Cayman Finance has challenged the conclusions of a new report by the Tax Justice Network (TJN) which claims that Cayman is responsible for the largest share of tax losses suffered by countries around the world.
According to the UK-based TJN, a global watchdog which challenges the tax status of offshore financial centres, “the five jurisdictions most responsible for countries’ tax losses are British Territory Cayman (responsible for 16.5% of global tax losses, equal to over $70bn), the UK (10%; over $42bn), the Netherlands (8.5%; over $36bn), Luxembourg (6.5%; over $27bn) and the US (5.53%; over $23bn).”
But Cayman Finance, the association representing the financial services industry of the Cayman Islands, has slammed the TJN report for what it described as their “distorted interpretations of the Cayman Islands’ statistics.”
In a statement questioning the rationale of TJN’s findings, Cayman Finance said its conclusions “get more inaccurate, further from the facts and less believable as they continue to be undermined by the credible findings of recognised international bodies like the OECD and the EU.”
The EU recently removed the Cayman Islands from a ‘blacklist’ of countries it said were “non-cooperative jurisdictions for tax purposes” citing improvements made to the jurisdiction’s tax policy frameworks.
As noted by Cayman Finance, “just last month the EU completed an exhaustive, multi-year review of the Cayman Islands tax neutral regime and found it to be transparent, consistent with good tax governance principles and without the existence of harmful tax regimes.”
It goes on to say that “despite enormous pressure from critics to blacklist the Cayman Islands, the EU – to its credit – drew conclusions based on the facts, which is something the Tax Justice Network has not done.”
Cayman Finance further argues that “the Cayman Islands tax neutral regime supports a level of transparency that arguably makes it better at combatting tax evasion, aggressive tax avoidance and base shifting than those jurisdictions that rely on often opaque systems of Double Taxation Treaties.
“The Cayman Islands financial services industry thrives as a transparent, internationally cooperative jurisdiction that continues to support global economic growth and recovery benefitting countries and millions of people around the world," it said.
The report by Tax Justice Network came as it was reported that the British government has handed out billions of funds in COVID-19 support payments to companies, some of which it claims are registered in offshore financial service centres, referred to as tax havens.
According to TJN, US$427 billion “is stolen annually by companies and individuals who avoid paying taxes and called for the G20 to tighten rules.”
Alex Cobham, TJN's chief executive said: “A global tax system that loses over $US427bn a year is not a broken system, it’s a system programmed to fail.

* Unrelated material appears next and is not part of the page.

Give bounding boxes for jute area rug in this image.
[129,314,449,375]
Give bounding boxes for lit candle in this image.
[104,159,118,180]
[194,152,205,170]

Our governments have programmed the global tax system to prioritise the desires of the wealthiest corporations and individuals over the needs of everybody else.”
He said, “The pandemic has exposed the grave cost of turning tax policy into a tool for indulging tax abusers instead of for protecting people’s wellbeing.
“Now more than ever we must reprogramme our global tax system to prioritise people’s health and livelihoods over the desires of those bent on not paying tax.”
Meanwhile, the UK thinktank, TaxWatch UK, said its analysis has found that almost £4.8 billion was given to companies which it claimed had links to “tax havens”.
It mentioned the luxury fashion brand Chanel which it claimed has its ultimate parent company is based in the Cayman Islands – as having received £600 million, and the budget airline EasyJet – which according to TaxWatch UK is part-owned by a trust also said to be based in Cayman.
George Turner, director of TaxWatch UK, said: “Unlike many other countries in the world the UK has decided not to put any conditions on the tax conduct of companies receiving government support.
“There are clearly ways in which governments can structure conditions in a smart way to ensure better tax compliance. One idea for example, would be to force companies receiving support to publish more info," he stated.
The Tax Justice Network report listed the UK as second on its list of countries where it claims their financial system deprives other countries of tax revenue.
It said that UK financial centre, largely based in London, is responsible for 10% or the equivalent of over $US42bn in tax revenues lost by other countries.